The European Union warned on Wednesday that it will consider punishing member states next month if they fail to share the burden of asylum seekers stranded in Greece and Italy.
European Commission Vice President Frans Timmermans criticised the bloc for having so far admitted only 12,000 of the 160,000 Syrian and other refugees required to be relocated from Greece and Italy to other EU countries by September this year. He said Brussels still hoped "peer pressure" would convince recalcitrant countries, but that it would consider penalties if there had been no progress by the time its next report on the issue comes out in March.
“It is highly urgent for countries to live up to their pledges, with the legally binding scheme set to expire in September,” Timmermans said.
Penalties for failure to share refugee burden
"That is the right moment to consider other options if they are necessary," Timmermans told a press conference. "The commission might start infraction procedures and we will certainly consider that."
EU countries can be hit with large financial penalties by the commission, the executive arm of the 28-nation bloc, if they break rules.
Timmermans added that it was "highly unfair" to leave overstretched Greece and Italy to try to persuade other countries, particularly Eastern European states where there is resistance to Muslim immigration.
Countries like Hungary and Slovakia have proposed paying "solidarity" contributions instead of actually taking in any migrants.
But countries like France and Germany insist that no country can shirk its duty to admit a minimum number of refugees under the plan, which was pushed through in September 2015.
Relocation and resettlement goals
In a more upbeat note, Timmermans said member states had now resettled 14,000 refugees directly from camps in the Middle East, more than halfway toward the goal of 22,000.
He said the European Commission's March progress report will be "the moment where I draw my conclusions what next steps we could take."
The European Commission's February report, published on Wednesday, said that less than 9,000 were relocated from Greece.
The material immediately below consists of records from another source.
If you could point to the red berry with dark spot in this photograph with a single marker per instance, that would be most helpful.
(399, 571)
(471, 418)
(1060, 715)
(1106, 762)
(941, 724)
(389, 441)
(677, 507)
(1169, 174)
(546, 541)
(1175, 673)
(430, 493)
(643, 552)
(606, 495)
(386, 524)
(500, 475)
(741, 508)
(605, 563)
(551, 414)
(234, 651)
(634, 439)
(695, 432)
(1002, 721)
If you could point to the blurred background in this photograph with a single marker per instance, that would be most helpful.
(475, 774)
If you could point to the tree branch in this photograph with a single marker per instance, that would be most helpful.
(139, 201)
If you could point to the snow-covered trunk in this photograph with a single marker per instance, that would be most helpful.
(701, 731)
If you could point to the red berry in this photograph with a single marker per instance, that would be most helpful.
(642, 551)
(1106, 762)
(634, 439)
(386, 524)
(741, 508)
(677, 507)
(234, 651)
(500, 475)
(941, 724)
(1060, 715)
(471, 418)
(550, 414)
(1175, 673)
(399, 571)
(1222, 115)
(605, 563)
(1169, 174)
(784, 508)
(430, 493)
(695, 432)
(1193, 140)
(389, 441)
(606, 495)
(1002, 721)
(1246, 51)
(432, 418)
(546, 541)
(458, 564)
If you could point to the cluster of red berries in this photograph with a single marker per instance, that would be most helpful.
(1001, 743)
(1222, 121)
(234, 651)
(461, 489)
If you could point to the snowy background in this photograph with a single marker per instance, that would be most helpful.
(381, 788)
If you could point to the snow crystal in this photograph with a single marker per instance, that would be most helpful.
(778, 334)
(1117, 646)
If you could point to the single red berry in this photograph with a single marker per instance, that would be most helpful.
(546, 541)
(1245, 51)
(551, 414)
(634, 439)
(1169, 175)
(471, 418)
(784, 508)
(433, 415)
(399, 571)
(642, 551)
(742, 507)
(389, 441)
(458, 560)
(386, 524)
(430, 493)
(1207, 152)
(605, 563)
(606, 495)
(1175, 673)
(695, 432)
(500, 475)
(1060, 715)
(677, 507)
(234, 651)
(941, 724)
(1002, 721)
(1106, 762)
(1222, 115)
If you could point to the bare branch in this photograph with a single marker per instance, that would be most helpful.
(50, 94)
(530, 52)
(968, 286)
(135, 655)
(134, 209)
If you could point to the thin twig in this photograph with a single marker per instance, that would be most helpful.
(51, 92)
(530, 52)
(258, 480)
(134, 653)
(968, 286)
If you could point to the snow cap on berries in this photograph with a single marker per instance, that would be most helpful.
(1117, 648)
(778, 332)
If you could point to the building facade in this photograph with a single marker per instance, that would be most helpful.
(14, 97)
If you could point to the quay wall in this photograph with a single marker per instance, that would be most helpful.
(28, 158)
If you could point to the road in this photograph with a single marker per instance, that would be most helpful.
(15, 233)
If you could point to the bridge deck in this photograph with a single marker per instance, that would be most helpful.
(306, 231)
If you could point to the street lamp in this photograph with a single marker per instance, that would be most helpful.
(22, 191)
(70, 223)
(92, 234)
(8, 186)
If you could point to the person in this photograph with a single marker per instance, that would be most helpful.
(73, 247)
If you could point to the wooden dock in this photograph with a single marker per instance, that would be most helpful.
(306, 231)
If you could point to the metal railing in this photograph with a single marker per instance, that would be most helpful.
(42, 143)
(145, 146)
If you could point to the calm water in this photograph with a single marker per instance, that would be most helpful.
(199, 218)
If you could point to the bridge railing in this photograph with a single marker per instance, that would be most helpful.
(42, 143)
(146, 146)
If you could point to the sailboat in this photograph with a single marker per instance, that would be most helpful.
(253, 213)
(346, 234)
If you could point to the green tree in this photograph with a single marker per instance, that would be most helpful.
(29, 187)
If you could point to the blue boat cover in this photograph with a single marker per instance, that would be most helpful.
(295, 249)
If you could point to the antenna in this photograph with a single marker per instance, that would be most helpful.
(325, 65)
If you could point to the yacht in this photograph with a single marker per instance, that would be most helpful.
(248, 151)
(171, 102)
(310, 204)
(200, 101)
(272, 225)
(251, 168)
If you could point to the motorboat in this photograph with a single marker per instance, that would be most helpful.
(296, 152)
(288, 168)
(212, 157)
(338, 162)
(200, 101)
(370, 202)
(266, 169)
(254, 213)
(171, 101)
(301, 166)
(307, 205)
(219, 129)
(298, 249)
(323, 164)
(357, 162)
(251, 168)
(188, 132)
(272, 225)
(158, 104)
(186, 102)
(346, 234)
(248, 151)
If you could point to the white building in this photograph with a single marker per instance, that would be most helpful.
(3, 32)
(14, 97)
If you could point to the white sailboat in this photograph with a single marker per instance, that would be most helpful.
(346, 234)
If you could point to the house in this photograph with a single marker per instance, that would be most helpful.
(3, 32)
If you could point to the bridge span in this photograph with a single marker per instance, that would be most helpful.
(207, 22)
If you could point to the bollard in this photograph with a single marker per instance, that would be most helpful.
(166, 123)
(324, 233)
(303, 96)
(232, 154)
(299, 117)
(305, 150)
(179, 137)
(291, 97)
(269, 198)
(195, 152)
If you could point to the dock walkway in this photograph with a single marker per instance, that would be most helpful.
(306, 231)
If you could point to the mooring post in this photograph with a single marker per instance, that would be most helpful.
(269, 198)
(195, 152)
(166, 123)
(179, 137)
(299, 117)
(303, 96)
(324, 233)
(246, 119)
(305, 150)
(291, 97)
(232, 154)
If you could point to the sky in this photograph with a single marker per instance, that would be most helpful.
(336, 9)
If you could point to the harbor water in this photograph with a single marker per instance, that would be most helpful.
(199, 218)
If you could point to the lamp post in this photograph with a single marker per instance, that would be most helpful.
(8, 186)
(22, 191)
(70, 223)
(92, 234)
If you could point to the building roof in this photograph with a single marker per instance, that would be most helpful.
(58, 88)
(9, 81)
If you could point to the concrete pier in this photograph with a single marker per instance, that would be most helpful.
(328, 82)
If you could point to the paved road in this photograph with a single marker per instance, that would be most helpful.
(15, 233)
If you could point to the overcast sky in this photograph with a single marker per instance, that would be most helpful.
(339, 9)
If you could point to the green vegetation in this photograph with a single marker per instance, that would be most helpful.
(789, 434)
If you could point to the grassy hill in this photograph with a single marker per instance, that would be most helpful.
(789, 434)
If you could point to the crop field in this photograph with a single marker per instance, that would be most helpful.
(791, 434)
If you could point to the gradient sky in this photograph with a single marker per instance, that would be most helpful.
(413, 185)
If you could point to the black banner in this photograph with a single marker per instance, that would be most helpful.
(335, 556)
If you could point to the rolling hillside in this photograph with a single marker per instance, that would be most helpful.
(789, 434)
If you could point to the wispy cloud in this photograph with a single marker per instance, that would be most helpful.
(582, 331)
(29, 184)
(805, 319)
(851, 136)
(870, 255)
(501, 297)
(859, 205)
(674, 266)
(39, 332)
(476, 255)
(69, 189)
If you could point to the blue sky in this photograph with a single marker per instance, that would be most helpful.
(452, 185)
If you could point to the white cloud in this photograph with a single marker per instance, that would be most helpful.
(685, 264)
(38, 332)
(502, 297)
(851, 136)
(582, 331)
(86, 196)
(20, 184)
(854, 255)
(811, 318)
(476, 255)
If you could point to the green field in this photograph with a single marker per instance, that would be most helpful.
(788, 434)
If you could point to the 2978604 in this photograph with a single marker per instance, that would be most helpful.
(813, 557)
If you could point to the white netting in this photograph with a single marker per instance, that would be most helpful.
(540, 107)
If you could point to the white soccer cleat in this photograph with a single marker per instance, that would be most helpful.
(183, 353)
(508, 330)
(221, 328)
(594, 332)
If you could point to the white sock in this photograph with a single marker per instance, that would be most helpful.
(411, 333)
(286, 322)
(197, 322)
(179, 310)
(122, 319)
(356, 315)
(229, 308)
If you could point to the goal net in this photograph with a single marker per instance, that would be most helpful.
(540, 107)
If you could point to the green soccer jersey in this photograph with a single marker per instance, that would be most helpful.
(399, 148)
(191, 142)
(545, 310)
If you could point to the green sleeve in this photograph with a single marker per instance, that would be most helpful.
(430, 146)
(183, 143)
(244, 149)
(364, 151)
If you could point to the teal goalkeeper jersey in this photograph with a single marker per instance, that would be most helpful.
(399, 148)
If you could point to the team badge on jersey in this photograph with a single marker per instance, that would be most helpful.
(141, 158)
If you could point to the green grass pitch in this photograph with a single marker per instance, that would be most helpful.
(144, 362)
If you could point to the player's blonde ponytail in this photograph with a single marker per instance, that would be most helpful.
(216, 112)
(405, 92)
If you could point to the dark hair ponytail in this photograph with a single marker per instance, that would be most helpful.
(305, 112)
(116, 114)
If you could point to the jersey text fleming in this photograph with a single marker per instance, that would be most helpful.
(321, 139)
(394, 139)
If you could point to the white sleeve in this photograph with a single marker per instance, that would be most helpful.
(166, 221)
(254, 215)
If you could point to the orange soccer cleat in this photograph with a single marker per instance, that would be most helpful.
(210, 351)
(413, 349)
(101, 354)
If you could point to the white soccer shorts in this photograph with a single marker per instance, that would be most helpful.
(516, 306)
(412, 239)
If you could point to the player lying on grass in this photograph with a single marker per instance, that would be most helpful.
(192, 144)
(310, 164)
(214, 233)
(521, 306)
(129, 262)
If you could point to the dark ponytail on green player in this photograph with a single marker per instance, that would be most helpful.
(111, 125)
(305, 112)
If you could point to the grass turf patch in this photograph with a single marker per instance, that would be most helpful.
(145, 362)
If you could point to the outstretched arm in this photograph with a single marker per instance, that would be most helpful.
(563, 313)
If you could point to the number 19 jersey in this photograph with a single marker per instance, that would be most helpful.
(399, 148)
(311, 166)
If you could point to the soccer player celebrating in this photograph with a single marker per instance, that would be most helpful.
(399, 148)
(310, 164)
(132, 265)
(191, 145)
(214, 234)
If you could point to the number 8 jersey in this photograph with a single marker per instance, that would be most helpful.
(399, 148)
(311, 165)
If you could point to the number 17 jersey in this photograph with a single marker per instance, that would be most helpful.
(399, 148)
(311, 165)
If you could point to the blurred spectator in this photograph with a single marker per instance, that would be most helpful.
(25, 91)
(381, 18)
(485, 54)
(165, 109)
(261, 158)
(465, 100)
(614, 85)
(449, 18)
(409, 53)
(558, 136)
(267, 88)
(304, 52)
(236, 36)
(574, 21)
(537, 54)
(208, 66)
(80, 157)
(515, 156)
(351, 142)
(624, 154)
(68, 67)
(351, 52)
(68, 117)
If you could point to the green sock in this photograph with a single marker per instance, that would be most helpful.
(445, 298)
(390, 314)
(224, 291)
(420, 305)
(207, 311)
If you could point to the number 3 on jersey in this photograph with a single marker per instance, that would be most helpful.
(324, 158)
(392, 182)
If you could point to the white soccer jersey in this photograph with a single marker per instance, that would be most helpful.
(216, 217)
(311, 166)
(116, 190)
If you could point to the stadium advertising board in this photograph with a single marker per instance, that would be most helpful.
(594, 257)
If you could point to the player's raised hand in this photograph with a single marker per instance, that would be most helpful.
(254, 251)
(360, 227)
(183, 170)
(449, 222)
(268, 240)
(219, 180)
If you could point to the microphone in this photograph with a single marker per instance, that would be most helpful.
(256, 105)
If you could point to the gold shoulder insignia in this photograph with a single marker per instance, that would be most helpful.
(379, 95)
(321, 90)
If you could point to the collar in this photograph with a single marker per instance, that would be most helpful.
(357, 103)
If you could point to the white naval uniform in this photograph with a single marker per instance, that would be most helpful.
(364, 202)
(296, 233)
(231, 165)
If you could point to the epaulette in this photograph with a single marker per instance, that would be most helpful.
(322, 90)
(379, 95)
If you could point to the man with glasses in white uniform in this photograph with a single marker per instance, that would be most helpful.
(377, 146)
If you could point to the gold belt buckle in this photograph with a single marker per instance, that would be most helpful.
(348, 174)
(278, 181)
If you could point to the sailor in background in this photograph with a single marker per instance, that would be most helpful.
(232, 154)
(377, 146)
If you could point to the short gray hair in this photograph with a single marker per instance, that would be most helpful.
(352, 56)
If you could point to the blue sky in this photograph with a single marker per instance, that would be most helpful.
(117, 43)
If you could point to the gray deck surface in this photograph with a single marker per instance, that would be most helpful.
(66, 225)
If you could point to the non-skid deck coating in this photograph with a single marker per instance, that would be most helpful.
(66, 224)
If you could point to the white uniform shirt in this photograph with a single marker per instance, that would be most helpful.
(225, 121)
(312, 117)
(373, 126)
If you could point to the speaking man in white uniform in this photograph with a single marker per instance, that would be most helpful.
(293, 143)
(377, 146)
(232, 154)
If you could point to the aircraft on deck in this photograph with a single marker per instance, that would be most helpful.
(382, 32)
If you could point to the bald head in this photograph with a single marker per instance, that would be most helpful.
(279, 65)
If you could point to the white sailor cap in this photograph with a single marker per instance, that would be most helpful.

Hundreds of thousands of migrants entered the country last year.
“The past months have seen progress on both relocation and resettlement. But for our efforts to match the scale of the challenge in both the EU frontline Member States as well as our neighbourhood, more needs to be done, and faster,” said Dimitris Avramopoulos, Commissioner for Migration, Home Affairs and Citizenship.
“Relocating all those eligible in Italy and Greece is possible but it takes political will, commitment and perseverance of all Member States to make it happen,” he said.
During the relocation negotiations in 2015, Hungary, Slovakia, Poland and the Czech Republic had refused to comply with the compulsory quota system, based on each EU member country’s population, income and unemployment rate.
In May 2015, the EU had announced the first relocation and resettlement plan for refugees from Italy and Greece.
"The temporary emergency relocation scheme was established in two Council Decisions in September 2015 in which Member States committed to relocate 160,000 people from Italy and Greece (and if relevant from other Member States) by September 2017. On 8 June 2015, the Commission adopted a proposal on a European Resettlement Scheme, which was followed by an agreement among the Member States on 20 July to resettle 22,504 persons in clear need of international protection, in line with the figures put forward by the United Nations High Commissioner for Refugees (UNHCR)," stated a March 2016 press release on the European Commission website.
The ongoing conflict in Syria caused the biggest refugee influx since World War II. More than 5 million Syrians had to flee their homes externally.
Turkey hosts the largest number of Syrian refugees with almost 3 million people, according to Turkish authorities.